Role Overview
We are looking for an experienced MLOps Lead with deep expertise in Azure and AWS cloud ecosystems , who can design, deploy, and manage scalable AI/ML infrastructure.
The ideal candidate should bring a strong background in cloud governance, GenAI tooling, automation, and CI/CD pipelines , with hands-on experience across modern MLOps frameworks.
Key Responsibilities
- Design, implement, and manage scalable cloud-based AI/ML infrastructure across Azure and AWS .
- Drive end-to-end MLOps lifecycle — model deployment, monitoring, retraining, and governance.
- Enable GenAI and Agentic AI platforms leveraging Azure OpenAI, Bedrock, Anthropic Claude, LangChain, etc.
- Implement CI/CD pipelines using Azure DevOps or AWS CodePipeline.
- Ensure security, observability, and compliance across ML and GenAI ecosystems.
- Manage infrastructure automation via Terraform, Bicep, CloudFormation , or similar IaC tools.
- Collaborate with data science and engineering teams to optimize ML workflows, data pipelines, and API integrations.
- Implement monitoring and alerting using Grafana, Prometheus, Azure Monitor, and Application Insights.
- Oversee networking, identity management, and role-based access controls (IAM, RBAC) across clouds.

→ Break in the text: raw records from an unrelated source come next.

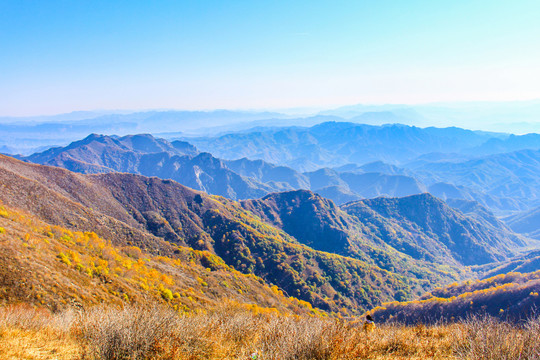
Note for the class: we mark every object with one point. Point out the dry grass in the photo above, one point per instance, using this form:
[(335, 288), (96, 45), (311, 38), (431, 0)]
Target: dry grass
[(26, 333), (231, 332)]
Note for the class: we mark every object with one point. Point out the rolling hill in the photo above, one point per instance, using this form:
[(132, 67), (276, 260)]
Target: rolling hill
[(159, 216)]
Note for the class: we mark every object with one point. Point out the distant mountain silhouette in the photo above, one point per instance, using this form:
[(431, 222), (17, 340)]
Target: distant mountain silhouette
[(333, 144)]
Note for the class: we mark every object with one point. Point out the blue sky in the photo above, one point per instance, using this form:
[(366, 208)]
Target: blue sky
[(61, 56)]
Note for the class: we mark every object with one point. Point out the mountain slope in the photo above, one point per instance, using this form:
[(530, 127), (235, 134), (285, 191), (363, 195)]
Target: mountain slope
[(53, 267), (332, 144), (526, 223), (146, 155), (419, 226), (512, 297), (427, 223), (160, 215)]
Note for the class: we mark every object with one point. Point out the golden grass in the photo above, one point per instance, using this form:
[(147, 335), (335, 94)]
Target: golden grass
[(231, 332)]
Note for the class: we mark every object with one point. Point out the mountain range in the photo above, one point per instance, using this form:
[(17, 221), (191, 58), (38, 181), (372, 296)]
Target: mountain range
[(332, 257)]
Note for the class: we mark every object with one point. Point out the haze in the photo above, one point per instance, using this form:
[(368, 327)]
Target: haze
[(58, 56)]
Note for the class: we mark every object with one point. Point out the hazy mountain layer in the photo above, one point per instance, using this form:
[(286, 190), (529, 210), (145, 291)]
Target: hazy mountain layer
[(158, 215)]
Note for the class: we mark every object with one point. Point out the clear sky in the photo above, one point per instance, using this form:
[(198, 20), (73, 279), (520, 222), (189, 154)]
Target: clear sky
[(61, 56)]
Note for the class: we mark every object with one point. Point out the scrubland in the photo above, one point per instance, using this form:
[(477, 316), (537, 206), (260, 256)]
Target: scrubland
[(232, 332)]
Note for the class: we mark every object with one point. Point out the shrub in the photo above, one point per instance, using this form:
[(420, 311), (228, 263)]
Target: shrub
[(128, 333)]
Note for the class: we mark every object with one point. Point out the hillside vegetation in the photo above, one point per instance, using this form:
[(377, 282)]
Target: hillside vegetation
[(52, 267), (512, 297), (228, 332), (158, 216)]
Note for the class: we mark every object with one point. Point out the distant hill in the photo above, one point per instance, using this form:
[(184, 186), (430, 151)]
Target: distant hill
[(159, 216), (419, 226), (234, 179), (426, 226), (333, 144), (527, 223), (146, 155), (512, 176), (513, 297)]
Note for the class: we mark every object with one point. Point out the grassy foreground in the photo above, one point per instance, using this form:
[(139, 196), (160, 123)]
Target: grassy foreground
[(235, 333)]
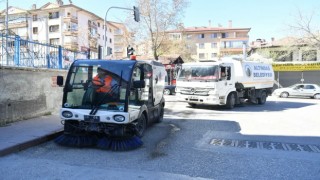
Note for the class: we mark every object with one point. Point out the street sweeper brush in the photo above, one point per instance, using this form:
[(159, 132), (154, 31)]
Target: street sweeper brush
[(76, 140)]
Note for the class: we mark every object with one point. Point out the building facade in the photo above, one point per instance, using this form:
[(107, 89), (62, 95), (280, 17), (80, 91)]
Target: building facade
[(213, 42), (69, 26)]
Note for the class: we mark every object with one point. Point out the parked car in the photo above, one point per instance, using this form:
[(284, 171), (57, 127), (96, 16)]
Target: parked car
[(299, 90), (169, 89)]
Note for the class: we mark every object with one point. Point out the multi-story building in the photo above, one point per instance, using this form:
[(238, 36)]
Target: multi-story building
[(214, 42), (67, 25)]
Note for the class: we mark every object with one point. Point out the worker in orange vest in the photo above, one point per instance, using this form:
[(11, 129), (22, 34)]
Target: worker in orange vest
[(103, 81)]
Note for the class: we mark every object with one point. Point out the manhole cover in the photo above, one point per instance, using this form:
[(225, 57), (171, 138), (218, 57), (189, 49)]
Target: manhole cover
[(266, 145)]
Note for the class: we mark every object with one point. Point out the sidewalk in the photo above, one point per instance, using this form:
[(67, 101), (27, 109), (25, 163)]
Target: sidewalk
[(27, 133)]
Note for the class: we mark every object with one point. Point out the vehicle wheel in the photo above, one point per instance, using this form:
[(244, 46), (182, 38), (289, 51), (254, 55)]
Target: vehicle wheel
[(316, 96), (160, 118), (284, 95), (263, 98), (166, 91), (141, 125), (231, 101)]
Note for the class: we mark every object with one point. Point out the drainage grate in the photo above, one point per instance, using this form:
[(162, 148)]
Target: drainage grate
[(266, 145)]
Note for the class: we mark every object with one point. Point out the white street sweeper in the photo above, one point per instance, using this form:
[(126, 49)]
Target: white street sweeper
[(110, 103), (228, 82)]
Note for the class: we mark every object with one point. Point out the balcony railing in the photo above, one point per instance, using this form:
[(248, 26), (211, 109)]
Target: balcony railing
[(70, 18)]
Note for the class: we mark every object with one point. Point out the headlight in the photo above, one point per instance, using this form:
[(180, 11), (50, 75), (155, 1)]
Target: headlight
[(119, 118), (67, 114)]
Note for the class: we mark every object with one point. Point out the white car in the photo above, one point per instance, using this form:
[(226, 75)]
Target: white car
[(299, 90)]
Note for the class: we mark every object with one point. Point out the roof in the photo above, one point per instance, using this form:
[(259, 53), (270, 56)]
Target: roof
[(206, 29)]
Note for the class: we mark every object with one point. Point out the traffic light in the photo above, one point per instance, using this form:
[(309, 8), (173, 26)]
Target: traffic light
[(136, 14)]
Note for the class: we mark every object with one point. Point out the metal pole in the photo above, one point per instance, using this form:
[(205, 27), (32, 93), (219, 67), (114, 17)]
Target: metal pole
[(105, 27), (7, 30)]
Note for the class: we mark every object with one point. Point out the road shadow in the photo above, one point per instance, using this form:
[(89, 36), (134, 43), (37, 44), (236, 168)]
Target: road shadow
[(269, 106)]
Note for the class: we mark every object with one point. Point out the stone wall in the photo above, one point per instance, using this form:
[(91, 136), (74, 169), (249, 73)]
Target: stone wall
[(28, 92)]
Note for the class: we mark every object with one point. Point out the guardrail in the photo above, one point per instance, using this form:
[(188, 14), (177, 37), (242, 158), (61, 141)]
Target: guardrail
[(15, 51)]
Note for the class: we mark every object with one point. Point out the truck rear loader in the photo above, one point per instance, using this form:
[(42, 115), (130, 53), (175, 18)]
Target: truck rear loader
[(227, 82)]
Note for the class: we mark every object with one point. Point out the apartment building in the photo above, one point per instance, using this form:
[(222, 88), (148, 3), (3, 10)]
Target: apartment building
[(213, 42), (70, 26)]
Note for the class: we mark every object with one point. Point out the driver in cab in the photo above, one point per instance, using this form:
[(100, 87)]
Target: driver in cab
[(103, 81)]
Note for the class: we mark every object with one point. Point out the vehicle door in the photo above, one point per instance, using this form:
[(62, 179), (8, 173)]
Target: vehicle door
[(309, 90), (297, 90), (225, 82)]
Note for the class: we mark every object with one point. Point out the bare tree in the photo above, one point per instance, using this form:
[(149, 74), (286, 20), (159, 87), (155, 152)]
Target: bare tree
[(157, 17), (305, 30)]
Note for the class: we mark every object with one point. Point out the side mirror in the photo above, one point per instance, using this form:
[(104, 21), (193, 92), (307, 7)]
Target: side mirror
[(139, 84), (60, 80)]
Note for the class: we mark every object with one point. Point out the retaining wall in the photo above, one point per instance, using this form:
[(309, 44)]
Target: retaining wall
[(28, 92)]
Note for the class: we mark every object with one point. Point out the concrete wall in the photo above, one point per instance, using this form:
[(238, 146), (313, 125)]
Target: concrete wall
[(27, 92)]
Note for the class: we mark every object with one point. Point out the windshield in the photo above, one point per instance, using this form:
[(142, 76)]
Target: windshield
[(197, 73), (96, 87)]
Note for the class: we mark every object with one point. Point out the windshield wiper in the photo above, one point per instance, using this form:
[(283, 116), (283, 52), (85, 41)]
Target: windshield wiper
[(112, 91)]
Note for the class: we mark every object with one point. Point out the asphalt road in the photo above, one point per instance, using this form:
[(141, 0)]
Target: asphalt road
[(278, 140)]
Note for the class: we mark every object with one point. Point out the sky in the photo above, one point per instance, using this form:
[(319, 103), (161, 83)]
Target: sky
[(266, 18)]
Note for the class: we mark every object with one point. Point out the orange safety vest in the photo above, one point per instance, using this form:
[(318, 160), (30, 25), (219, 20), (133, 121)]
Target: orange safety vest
[(103, 83)]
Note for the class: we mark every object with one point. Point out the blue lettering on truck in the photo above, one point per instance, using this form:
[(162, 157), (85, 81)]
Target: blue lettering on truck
[(261, 74)]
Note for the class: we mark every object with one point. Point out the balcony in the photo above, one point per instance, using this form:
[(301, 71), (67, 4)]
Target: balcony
[(70, 32), (71, 45), (21, 24), (70, 18)]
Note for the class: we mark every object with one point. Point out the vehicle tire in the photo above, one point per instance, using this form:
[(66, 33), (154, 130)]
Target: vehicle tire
[(71, 127), (166, 92), (316, 96), (284, 95), (263, 98), (231, 100), (141, 125), (160, 118)]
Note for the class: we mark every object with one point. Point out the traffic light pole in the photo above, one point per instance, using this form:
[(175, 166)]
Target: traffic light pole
[(136, 10)]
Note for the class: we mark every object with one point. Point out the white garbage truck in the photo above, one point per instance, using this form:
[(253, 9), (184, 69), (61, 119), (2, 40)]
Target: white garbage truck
[(227, 82)]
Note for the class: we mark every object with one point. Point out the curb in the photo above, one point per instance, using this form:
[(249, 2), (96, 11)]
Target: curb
[(31, 143)]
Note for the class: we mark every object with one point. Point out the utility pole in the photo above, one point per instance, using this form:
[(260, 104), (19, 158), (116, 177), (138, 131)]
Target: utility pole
[(136, 14), (7, 31)]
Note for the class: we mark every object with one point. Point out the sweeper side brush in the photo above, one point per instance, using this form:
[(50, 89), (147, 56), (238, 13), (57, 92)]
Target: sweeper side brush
[(76, 140)]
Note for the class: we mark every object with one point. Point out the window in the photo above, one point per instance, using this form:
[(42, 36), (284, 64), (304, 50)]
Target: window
[(200, 36), (201, 46), (54, 28), (35, 17), (54, 41), (53, 15), (214, 55), (214, 35), (35, 30), (224, 35), (309, 87), (214, 45), (309, 55), (201, 55)]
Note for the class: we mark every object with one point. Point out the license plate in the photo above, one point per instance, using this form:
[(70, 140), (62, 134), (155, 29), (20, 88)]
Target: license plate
[(91, 118), (193, 97)]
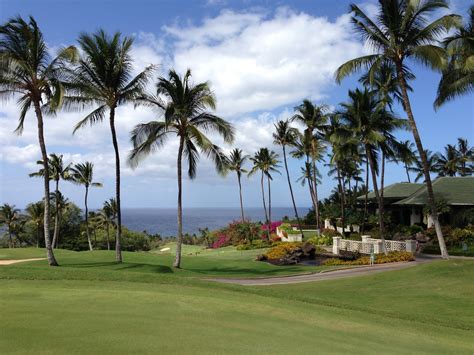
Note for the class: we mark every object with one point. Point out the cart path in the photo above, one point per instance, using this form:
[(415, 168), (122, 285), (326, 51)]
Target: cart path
[(321, 276), (10, 262)]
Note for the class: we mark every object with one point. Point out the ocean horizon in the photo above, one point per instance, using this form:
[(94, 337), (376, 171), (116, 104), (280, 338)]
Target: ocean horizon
[(164, 220)]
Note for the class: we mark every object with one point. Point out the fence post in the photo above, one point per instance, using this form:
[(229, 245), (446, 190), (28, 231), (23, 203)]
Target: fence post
[(378, 247), (411, 246), (336, 241)]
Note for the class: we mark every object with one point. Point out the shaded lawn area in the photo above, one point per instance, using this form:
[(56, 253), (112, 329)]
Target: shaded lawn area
[(115, 309)]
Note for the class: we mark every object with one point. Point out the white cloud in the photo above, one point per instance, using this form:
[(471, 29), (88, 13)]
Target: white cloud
[(260, 62)]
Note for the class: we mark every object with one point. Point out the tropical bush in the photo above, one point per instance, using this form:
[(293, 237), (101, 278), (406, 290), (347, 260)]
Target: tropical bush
[(281, 250), (394, 256)]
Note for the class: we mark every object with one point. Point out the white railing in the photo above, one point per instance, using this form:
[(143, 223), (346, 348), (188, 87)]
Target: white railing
[(367, 245)]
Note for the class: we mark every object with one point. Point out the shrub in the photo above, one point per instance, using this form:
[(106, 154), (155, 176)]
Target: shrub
[(394, 256), (281, 250)]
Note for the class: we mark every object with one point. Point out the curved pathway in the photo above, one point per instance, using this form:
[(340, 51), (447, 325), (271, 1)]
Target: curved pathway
[(321, 276)]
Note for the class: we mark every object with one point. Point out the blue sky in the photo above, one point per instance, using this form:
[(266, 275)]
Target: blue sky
[(262, 59)]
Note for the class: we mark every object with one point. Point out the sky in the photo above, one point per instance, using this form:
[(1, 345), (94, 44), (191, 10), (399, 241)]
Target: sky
[(261, 58)]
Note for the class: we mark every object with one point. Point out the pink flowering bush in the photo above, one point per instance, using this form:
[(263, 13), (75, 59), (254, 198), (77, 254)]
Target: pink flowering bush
[(273, 226)]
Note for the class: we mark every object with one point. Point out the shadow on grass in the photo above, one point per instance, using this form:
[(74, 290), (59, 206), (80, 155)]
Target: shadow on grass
[(112, 265)]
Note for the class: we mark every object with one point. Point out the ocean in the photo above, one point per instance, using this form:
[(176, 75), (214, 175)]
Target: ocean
[(164, 220)]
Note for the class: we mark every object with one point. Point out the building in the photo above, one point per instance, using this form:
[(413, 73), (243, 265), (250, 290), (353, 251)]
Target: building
[(407, 201)]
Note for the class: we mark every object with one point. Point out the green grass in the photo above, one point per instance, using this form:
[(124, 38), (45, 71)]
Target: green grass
[(91, 305)]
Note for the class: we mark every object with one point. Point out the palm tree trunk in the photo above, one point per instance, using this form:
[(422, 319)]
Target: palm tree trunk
[(408, 174), (108, 238), (291, 190), (370, 157), (269, 204), (421, 152), (49, 250), (87, 219), (342, 193), (177, 260), (118, 249), (241, 200), (264, 205), (56, 217), (366, 193), (315, 189)]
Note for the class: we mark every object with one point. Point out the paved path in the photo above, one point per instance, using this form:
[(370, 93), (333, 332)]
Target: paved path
[(9, 262), (328, 275)]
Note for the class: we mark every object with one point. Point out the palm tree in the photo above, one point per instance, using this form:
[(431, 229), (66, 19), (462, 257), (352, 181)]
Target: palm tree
[(61, 203), (184, 107), (285, 135), (27, 70), (458, 76), (405, 154), (35, 213), (267, 162), (103, 77), (402, 30), (57, 171), (9, 215), (418, 167), (466, 156), (235, 162), (82, 174), (314, 118), (447, 164)]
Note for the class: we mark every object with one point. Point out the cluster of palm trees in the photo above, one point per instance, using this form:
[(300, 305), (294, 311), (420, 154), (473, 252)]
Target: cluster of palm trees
[(98, 76)]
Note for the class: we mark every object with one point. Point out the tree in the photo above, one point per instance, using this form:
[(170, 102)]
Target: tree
[(447, 164), (402, 30), (35, 213), (372, 125), (185, 110), (235, 162), (27, 71), (418, 167), (103, 77), (82, 174), (314, 118), (284, 136), (458, 76), (466, 157), (405, 155), (267, 162), (57, 171), (9, 215)]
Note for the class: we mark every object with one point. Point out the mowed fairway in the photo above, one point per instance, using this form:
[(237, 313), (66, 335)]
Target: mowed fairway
[(91, 305)]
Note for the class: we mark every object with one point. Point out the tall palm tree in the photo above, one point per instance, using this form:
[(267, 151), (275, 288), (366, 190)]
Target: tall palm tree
[(405, 154), (285, 135), (185, 110), (82, 174), (9, 215), (418, 167), (103, 78), (27, 71), (314, 118), (267, 162), (235, 162), (403, 30), (57, 171), (458, 76), (371, 125), (61, 203), (466, 157), (35, 213)]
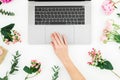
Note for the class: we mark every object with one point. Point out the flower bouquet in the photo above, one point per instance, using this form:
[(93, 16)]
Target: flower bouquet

- Support model lifecycle management — drift monitoring, retraining, technical evaluation, and business validation.
Technical Skills & Expertise
Cloud & MLOps Platforms
- Azure: Azure ML, Azure AI Services, Azure OpenAI, Azure Kubernetes Service (AKS), Databricks, Azure Search, Azure Blob, Cosmos DB, Azure SQL, Azure Functions, Azure Event Hub, Azure Resource Manager (ARM), Bicep.
- AWS: SageMaker, Bedrock, Lambda, DynamoDB, S3, RDS, Redshift, ECR, CloudFormation, CDK, KMS, EventBridge, Step Functions.
AI/ML & Programming
- Hands-on in Python , with exposure to TensorFlow, PyTorch, scikit-learn.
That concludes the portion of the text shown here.